8. Dress in loose layers. This applies to all. Maybe take a back-up pair of clothes if you like just in case luggage is lost or puked on. Just being honest.
9. Never let your children hold your boarding pass or passport!
10. Don’t try out any new medication on the flight. Panadol is best. And don’t forget to pack in your luggage a good medical kit that includes your preferred medication and scissors… I always need scissors.
Next, FOR THAILAND:
1. Take insect repellant. I like the one made from Lemongrass (which is actually based on Phuket). It’s natural and has a nice smell. See my Favourites for the details.
2. Do not obsess with day trips. Thailand has such great hotels and kids’ clubs and pools. Start with that then, if you’d like to do a day trip, just ask other travellers or your hotel for tips. Just don’t stress.

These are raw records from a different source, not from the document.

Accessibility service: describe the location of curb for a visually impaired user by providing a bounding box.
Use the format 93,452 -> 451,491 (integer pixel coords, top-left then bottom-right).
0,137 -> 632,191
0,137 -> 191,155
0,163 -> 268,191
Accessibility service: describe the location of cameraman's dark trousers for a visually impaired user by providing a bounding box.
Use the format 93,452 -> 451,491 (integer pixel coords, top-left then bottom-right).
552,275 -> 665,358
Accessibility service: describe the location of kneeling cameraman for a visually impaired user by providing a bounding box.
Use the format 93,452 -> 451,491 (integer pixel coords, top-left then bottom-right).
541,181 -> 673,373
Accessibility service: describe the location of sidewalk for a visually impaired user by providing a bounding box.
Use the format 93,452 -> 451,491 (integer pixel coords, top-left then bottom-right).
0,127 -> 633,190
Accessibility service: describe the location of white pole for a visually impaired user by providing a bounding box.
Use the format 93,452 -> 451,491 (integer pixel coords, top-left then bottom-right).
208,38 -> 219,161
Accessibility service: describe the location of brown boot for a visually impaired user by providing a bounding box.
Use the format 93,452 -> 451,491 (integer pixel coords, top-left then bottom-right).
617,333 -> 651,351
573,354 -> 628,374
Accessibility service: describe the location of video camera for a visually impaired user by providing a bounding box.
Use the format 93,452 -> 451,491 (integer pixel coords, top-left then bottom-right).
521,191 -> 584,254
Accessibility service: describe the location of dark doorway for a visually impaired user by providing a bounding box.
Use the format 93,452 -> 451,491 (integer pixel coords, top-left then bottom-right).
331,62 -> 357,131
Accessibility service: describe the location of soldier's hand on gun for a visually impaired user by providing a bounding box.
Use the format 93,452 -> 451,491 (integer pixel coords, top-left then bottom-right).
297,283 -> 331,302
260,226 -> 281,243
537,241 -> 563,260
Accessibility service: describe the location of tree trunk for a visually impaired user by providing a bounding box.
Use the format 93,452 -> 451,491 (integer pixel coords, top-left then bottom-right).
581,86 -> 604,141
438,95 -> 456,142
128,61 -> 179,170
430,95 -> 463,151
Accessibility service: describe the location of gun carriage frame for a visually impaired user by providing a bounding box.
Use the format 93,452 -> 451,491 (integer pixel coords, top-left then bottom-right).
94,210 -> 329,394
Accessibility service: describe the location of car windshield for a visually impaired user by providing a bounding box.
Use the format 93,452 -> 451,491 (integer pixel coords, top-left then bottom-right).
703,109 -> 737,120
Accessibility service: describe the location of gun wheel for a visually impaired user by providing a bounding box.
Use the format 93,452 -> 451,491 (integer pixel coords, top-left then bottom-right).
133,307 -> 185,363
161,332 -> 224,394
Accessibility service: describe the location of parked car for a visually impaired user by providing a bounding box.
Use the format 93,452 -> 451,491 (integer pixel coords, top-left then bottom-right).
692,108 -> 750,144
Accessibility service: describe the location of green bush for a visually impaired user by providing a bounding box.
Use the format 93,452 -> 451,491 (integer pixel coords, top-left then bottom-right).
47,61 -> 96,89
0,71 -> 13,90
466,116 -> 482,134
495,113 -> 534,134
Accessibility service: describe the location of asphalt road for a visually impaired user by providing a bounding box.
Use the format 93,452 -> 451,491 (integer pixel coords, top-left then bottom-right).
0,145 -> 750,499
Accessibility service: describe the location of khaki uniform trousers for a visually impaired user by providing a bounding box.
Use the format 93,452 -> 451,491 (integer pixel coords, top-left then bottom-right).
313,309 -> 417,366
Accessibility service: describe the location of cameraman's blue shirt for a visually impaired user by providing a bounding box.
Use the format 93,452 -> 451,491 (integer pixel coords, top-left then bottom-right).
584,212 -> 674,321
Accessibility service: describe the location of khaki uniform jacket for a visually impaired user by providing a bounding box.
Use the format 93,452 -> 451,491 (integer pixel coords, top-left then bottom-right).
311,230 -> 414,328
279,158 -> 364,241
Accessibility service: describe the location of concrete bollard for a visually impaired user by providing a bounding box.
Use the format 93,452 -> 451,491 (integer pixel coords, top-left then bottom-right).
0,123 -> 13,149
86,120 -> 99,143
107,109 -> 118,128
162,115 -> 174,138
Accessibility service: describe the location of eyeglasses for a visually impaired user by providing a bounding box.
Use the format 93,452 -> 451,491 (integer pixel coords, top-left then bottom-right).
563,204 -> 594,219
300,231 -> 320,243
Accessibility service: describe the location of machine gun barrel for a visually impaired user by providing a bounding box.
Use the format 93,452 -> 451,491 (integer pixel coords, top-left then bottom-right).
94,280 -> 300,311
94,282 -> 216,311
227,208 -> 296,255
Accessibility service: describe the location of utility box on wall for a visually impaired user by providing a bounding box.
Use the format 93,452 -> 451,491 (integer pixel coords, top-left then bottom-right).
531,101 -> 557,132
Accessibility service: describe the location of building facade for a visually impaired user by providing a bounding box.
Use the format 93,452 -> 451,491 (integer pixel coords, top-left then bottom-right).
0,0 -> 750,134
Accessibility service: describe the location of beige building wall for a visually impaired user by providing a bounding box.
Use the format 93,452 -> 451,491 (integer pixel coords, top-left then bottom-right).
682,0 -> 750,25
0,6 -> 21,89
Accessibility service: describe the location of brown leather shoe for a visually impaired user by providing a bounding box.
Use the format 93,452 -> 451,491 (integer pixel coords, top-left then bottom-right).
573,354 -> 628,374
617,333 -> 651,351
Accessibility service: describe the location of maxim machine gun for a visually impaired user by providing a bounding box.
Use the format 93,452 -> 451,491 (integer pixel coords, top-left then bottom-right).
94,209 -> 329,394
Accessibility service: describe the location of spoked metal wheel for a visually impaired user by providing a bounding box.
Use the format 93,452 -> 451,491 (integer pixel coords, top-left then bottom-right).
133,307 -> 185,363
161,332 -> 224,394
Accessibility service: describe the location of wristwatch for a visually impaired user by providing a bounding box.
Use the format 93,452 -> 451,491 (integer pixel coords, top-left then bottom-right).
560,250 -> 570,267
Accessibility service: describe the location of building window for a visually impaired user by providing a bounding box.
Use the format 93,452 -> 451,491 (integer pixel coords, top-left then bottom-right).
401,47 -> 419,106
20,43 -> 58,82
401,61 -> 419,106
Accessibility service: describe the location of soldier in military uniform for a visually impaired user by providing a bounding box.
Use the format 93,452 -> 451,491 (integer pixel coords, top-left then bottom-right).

3. Be respectful of the religion, in terms of way of dress and loudness.
4. Try to book a hotel with a swim-up bar and/or waterslide. Your kids’ll go nuts for it.
5. Learn some basic phrases before going. Hello, thank you, etc., and the locals will be delighted. Kob Kun Ka and Sawadee Ka will take you miles.
6. This is not the trip to impress anyone with a full itinerary. I generally find children are happy if you are, if you’re close by and there’s a great pool. It’s not that hard.
7. I love Thai food. Make sure you sample all the wonderful local treats. Eat within the hotel if you’re not 100 per cent sure and I do normally avoid ice in my drinks, and drinking the local water.
8. Start your vitamins two weeks before leaving. You often have sultry weather and don’t want to pick up a cold from the plane upon arrival. Be prepared.
9. Dress in layers, it’s super hot.
10. If you want any clothes made, order early and take a favourite piece or photo from home.